Fine-grained and flexible sharing in ELNs and the benefits it brings

In fact there are some key differences between the sharing/privacy system of Facebook, wikis, and ELNs designed for documenting and sharing experimental data. Here are three of them.

1. Sharing and privacy in ELNs is simpler than on Facebook, and more flexible than in wikis.

When you think about it, sharing on Facebook is very complex!  You’ve got three categories of things you can share — things you share, things on your Wall and things you’re tagged in, and then within each of these a whole variety of subcategories.  And then you’ve got a variety of categories of people you can share with — everyone, friends and friends of friends.    Most people ignore most of the sharing  functionality — the system is just too unwieldy.  It’s also very inflexible — the categories of what you can share and what kinds of groups you can share with are decided by Facebook, not you!

Sharing on wikis is at the other end of the spectrum:  exceedingly simple, but it’s even more limiting.  The way most wikis are configured you are part of one or more groups and the pages in that groups or groups can be viewed by everyone in the group.  In other words, there is no privacy!  And of course no flexibility, since the decision about what group(s) you are in is made by the administrator, not you.

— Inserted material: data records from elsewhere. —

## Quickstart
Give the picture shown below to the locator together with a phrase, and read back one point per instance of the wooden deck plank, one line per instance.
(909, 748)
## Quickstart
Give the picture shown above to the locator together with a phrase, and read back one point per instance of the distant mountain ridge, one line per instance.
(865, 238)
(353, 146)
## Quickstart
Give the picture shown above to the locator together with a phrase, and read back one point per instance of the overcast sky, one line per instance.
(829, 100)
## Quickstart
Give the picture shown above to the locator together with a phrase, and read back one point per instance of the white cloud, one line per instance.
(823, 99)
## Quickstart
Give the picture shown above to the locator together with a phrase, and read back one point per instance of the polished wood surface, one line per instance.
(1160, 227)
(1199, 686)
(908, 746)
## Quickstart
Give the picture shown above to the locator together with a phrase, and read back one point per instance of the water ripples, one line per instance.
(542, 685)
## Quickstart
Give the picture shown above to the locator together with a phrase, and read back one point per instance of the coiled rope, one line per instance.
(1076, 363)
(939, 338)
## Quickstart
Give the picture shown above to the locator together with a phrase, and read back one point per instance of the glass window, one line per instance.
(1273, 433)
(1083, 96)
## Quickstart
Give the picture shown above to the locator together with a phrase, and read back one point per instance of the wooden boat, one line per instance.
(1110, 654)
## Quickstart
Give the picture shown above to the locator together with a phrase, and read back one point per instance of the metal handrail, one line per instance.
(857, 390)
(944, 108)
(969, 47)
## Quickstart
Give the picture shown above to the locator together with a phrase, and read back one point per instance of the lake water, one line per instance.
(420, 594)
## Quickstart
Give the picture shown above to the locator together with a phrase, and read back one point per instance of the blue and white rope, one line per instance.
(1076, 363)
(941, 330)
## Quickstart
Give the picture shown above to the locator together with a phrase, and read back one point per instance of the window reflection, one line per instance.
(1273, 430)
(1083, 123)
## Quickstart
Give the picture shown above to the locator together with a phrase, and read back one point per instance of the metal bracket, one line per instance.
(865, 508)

In contrast to both Facebook and wikis, sharing and privacy in the best ELNs are (a) simple, and (b) flexible.  They are simple because they don’t require distinctions between different kinds of things that can be shared or between different categories of people that are involved in the sharing.  For any record in the system sharing is set in the same way. They are flexible because a record can be shared with one other person, with everyone, or with any subset of people  using the system at the discretion of the person setting the permissions, and a different sharing regime can be set for each record if so desired.

2.  ELNs give equal weight to individuals and groups

Facebook, like most social media, is designed around individuals — sharing is about individuals creating groups centering on themselves.  Wikis are just the opposite — they are designed around groups — individuals are slotted in to an environment which is focussed on achieving group objectives.  Neither of these extreme orientations is appropriate to  labs.  When you think about what makes a scientific research lab tick, it’s the fact that it is designed to facilitate both group and individual objectives.  So what a lab really needs is a collaboration and communication tool that has been designed with both individuals and the group in mind. Enter the ELN!  As noted, ELNs allow for some records to be completely private.  So a PhD student, for example, can have their private space where their experiments are accessible to no one but themselves.  But ELNs also allow for the flexible sharing described above, so records which everyone needs to see, e.g. lab protocols and meeting notes, can be made accessible to everyone, and the records in certain projects can be restricted to a specified set of users, e.g. just to the group of students working on the project and the PI.

3.  ELNs  enable  sharing of a particular kind of information — experimental data — in the same environment as other general information.

ELNs bring another kind of benefit to labs engaged in creating and sharing scientific data that is not supported by the sharing regime in either wikis or Facebook.  This is that they are specifically designed to handle sharing of experimental data, the bread and butter of labs engaged in scientific research.    They do this by making it easy to put structure into the research record.  And with structure comes better organization, more targeted search, and better archiving.  So current and future members of the lab can more easily find and use data which they, and other members of the lab, have entered into the ELN.

So that’s a brief overview of how ELNs facilitate both sharing and privacy, and enable labs and lab members to record and share experimental data.    They are superior to wikis in these respects, and they don’t suffer from the sharing and privacy concerns people have as a result of their experience with Facebook.   That’s not too surprising since ELNs have been specifically designed with labs in mind!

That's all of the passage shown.